GREFFIER LORS DES DÉBATS : Aurore VUILLEMOT, Greffier
DÉBATS : l’affaire a été mise en délibéré au 11 Mai 2021,
ARRÊT : rendu contradictoirement,
PRONONCÉ : publiquement par mise à disposition de l’arrêt au greffe de la cour, les parties en ayant été préalablement avisées dans les conditions prévues au deuxième alinéa de l’article 450 du code de procédure civile,
SIGNÉ : par C PETIT, Président de Chambre, et par Aurore VUILLEMOT, greffier auquel la minute de la décision a été remise par le magistrat signataire.
*****
FAITS, PROCEDURE ET PRETENTIONS DES PARTIES
Selon lettre de commande signée le 9 février 2015, M. et Mme C X ont confié à la Société coopérative artisanale du bâtiment bourbonnais (SCABB) la réalisation de travaux de rénovation et d’agrandissement de leur maison d’habitation située Le Martras à Marly sur Arroux, pour un prix de total de 310 000 euros TTC.

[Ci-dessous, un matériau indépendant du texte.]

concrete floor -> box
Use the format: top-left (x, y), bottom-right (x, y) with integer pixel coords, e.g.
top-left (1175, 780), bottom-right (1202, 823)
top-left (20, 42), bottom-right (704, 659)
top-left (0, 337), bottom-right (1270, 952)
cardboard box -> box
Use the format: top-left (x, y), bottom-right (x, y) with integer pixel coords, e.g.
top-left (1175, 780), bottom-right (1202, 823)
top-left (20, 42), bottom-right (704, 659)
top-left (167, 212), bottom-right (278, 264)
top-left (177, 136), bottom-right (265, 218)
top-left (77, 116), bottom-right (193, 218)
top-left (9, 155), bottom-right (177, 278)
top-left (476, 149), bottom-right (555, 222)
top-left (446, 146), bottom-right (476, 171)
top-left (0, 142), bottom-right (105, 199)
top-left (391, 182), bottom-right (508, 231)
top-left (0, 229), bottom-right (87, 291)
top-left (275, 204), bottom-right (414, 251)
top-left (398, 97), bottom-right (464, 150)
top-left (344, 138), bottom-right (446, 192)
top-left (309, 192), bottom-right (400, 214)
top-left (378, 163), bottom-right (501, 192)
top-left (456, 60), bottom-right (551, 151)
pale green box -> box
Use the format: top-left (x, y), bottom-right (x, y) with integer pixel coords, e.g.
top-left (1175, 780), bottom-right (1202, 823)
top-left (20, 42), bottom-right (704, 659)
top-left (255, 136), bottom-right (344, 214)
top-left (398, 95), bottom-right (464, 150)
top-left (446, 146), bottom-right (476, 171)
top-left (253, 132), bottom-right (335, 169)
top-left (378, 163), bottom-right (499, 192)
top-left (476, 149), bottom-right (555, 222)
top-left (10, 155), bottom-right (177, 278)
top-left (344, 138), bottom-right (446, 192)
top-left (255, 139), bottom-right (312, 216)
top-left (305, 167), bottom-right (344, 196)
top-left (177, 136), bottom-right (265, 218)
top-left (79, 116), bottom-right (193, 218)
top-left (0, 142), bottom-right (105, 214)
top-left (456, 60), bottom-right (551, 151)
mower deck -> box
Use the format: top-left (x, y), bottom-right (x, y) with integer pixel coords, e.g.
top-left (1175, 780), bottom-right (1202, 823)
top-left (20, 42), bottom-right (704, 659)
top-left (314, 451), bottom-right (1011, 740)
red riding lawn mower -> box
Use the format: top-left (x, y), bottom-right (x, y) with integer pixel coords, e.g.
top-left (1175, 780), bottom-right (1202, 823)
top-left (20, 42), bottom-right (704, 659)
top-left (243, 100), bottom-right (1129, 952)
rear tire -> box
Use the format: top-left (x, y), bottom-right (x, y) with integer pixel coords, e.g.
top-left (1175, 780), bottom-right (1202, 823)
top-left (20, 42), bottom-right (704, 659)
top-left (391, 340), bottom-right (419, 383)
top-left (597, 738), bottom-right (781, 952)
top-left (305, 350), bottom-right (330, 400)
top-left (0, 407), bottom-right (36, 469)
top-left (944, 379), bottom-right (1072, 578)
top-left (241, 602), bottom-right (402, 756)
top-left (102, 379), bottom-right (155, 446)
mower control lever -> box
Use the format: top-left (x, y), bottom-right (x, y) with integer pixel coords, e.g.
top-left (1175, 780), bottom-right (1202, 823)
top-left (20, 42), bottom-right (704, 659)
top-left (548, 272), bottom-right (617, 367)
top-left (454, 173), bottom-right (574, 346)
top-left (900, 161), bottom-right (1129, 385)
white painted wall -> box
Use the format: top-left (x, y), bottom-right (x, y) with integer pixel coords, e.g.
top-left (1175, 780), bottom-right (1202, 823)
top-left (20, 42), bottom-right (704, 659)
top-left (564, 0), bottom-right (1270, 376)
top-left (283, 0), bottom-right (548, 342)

Ce contrat a fait l’objet de sept avenants modificatifs successifs entre le 16 février 2016 et le 7 novembre 2016, et les travaux ont fait l’objet d’un procès-verbal de réception le 14 décembre 2016, faisant état de réserves qui ont toutes été levées le 7 février 2017.
Cinq factures ont été émises par le constructeur entre le 4 avril 2016 et le 9 novembre 2016 pour les travaux de rénovation de la maison existante, qui ont toutes été réglées.
Six factures ont été émises pour les travaux d’agrandissement, entre le 4 novembre 2015 et le 9 novembre 2016, sur lesquelles un solde de 26 252,09 euros TTC n’a pas été payé.
Ayant constaté la présence de vers dans les menuiseries, les époux X ont alerté la société SCABB qui les a informés que le fournisseur des mensuiseries avait fait l’objet d’une liquidation judiciaire.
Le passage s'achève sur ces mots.